Come facilitatori, il nostro miglior contributo in questa situazione è quello di aiutare il team a tematizzare e discutere le varie opzioni, valutando pro e contro, impostando insieme a loro degli esperimenti che ci permettano di capire quale delle strade possibili è la più utile. Inoltre ogni decisione e cambiamento coinvolge sia aspetti logici che emotivi: diamo spazio ad entrambi, facciamo parlare il team non solo della decisione come cosa razionale, ma anche come processo che impatta le emozioni dei singoli!
Situazione 4: Voglio… ma non voglio
Molto spesso quando la nebbia comincia a diradarsi, il team comincia a oscillare tra due o più posizioni: voglio cambiare… ma non voglio cambiare; belle le nuove possibilità… ma anche dov’eravamo prima non si stava poi così male, e così via.
In questa situazione il lavoro migliore che un facilitatore possa fare è quello di evidenziare questo effetto ricordando al team quanto avevano deciso, metterli a confronto con la loro oscillazione e le loro ambiguità in modo da farli decidere per una qualche opzione.

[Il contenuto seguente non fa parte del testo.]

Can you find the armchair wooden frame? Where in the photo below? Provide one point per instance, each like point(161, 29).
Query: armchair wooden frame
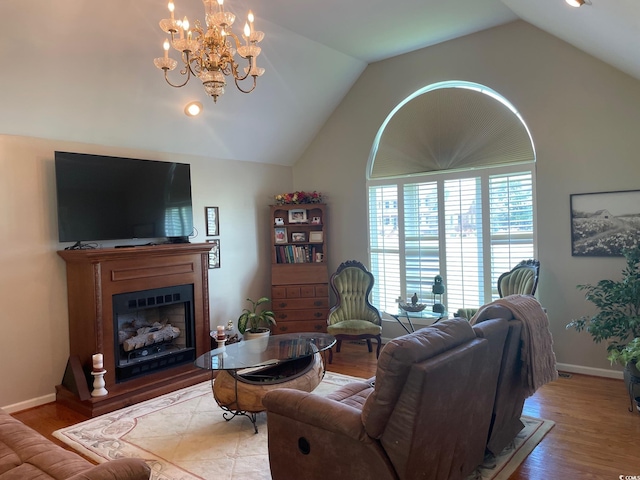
point(503, 280)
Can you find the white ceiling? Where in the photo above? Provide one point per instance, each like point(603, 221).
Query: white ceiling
point(84, 68)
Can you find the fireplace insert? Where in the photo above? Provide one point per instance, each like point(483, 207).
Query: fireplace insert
point(153, 330)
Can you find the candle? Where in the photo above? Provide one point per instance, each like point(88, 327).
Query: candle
point(98, 361)
point(221, 334)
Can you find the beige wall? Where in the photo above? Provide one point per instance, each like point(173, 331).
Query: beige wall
point(583, 115)
point(34, 331)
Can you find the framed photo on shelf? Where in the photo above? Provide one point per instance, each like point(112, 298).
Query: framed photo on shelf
point(603, 224)
point(315, 237)
point(280, 235)
point(213, 224)
point(214, 253)
point(298, 216)
point(298, 237)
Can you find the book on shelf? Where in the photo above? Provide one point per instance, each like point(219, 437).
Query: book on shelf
point(296, 253)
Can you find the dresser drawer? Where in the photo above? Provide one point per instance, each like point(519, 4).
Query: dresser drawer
point(305, 314)
point(297, 303)
point(299, 327)
point(299, 291)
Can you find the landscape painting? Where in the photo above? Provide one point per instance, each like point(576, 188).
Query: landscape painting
point(604, 224)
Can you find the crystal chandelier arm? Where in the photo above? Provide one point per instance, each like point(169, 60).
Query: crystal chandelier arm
point(240, 79)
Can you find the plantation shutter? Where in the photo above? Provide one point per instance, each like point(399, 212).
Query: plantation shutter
point(384, 246)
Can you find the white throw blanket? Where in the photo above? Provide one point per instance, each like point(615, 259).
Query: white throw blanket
point(538, 358)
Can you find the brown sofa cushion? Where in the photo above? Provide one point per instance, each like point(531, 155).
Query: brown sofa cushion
point(25, 454)
point(396, 360)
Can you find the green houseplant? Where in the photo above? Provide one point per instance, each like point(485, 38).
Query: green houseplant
point(618, 319)
point(253, 321)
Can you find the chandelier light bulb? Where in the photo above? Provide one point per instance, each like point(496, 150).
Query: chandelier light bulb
point(192, 109)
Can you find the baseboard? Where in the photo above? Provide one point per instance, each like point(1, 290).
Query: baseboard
point(34, 402)
point(594, 372)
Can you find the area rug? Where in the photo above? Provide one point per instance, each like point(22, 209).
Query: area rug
point(183, 436)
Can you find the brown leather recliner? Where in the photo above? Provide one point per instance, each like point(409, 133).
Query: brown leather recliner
point(510, 394)
point(426, 414)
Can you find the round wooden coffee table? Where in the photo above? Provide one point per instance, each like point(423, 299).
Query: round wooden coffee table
point(247, 370)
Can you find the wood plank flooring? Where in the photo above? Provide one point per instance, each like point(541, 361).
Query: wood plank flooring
point(595, 436)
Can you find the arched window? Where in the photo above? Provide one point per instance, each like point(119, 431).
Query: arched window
point(451, 192)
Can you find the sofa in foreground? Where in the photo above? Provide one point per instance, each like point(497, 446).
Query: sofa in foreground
point(426, 414)
point(25, 454)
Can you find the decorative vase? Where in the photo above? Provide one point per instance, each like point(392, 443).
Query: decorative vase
point(257, 341)
point(632, 382)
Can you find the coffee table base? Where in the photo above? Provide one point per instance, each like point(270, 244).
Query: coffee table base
point(240, 395)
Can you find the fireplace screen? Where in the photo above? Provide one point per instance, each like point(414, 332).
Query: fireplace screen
point(154, 330)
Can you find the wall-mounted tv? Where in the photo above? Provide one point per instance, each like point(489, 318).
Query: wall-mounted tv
point(114, 198)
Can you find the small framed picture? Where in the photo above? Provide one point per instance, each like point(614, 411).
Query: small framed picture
point(298, 237)
point(298, 216)
point(315, 237)
point(214, 253)
point(280, 235)
point(213, 224)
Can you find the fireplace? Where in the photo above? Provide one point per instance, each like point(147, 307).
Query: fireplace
point(157, 293)
point(154, 330)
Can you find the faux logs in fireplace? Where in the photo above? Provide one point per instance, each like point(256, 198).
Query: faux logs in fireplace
point(96, 282)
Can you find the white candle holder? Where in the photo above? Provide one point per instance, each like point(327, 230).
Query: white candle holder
point(98, 384)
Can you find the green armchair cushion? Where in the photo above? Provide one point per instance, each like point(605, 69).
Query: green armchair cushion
point(354, 327)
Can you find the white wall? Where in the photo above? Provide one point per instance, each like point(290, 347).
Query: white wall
point(583, 115)
point(34, 344)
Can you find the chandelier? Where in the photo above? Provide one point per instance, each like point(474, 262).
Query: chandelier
point(210, 54)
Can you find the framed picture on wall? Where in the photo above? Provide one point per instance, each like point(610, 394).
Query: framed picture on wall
point(298, 216)
point(212, 221)
point(280, 235)
point(603, 224)
point(298, 237)
point(214, 253)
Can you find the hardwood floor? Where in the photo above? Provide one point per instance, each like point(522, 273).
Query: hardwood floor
point(595, 436)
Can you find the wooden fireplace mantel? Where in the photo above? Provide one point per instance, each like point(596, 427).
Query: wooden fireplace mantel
point(93, 277)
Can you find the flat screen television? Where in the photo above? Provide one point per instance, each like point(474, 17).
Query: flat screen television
point(115, 198)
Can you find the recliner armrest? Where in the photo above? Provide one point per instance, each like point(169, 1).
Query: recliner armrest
point(315, 410)
point(118, 469)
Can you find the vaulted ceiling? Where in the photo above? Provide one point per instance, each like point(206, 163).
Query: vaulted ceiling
point(82, 70)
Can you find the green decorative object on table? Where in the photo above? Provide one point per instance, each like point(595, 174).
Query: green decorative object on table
point(256, 322)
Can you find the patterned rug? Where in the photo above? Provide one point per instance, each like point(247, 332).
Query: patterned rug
point(183, 436)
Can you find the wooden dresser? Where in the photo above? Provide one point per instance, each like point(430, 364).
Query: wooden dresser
point(299, 275)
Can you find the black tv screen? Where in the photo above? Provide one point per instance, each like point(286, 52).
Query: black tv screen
point(114, 198)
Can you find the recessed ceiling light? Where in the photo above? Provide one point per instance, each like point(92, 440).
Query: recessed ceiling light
point(192, 109)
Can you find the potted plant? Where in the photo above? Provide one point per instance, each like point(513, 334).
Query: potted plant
point(618, 319)
point(252, 322)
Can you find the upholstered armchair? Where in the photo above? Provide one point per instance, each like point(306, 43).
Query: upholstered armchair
point(426, 413)
point(520, 280)
point(353, 317)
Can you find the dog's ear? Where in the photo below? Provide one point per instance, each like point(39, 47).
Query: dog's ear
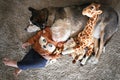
point(32, 10)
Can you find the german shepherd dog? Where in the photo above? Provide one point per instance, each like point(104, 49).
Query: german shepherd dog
point(68, 21)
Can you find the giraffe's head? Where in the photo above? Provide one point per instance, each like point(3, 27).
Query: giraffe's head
point(91, 10)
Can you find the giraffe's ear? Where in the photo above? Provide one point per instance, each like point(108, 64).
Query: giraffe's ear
point(99, 12)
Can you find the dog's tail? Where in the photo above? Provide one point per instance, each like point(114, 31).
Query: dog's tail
point(31, 9)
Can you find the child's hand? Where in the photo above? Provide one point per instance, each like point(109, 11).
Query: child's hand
point(25, 45)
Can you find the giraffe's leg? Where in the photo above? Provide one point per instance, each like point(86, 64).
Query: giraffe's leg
point(80, 55)
point(101, 46)
point(93, 59)
point(96, 46)
point(88, 54)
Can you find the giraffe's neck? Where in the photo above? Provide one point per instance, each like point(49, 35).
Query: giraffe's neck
point(91, 24)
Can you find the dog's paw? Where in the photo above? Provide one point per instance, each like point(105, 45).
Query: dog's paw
point(93, 60)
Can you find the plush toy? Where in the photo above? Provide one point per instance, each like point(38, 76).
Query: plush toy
point(85, 38)
point(43, 44)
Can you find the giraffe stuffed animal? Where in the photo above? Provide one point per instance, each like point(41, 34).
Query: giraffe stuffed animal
point(85, 38)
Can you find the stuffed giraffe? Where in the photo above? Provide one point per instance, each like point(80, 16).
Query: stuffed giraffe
point(85, 39)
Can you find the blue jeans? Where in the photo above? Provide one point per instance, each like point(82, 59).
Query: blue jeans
point(32, 60)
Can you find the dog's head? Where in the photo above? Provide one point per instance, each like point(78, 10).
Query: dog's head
point(37, 20)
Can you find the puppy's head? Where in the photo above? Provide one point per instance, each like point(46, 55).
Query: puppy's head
point(37, 20)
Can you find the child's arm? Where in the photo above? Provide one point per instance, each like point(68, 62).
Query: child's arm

Figura 5 – La fase di oscillazione, in cui si è fatta la scelta per il nuovo, ma si torna anche a guardare indietro.
Ovviamente potrebbero anche prendere una decisione diversa da quelle discusse precedentemente: potrebbe essere un compromesso o magari un’alternativa totalmente nuova. Il pericolo di questa situazione è che il team continui ad oscillare tra il vecchio e il nuovo, in una perenne indecisione che, alla lunga, può portare a conflitti e divisioni.
Situazione 5: Ma è dura: ci sono ostacoli!
Una volta “scoperto” in che direzione andare, il cammino è più chiaro, ma spesso e volentieri ci sono ostacoli e la strada è difficile. Questo è il caso tipico in cui il team ha capito in che direzione andare ma, per vari motivi, non hanno le energie per procedere.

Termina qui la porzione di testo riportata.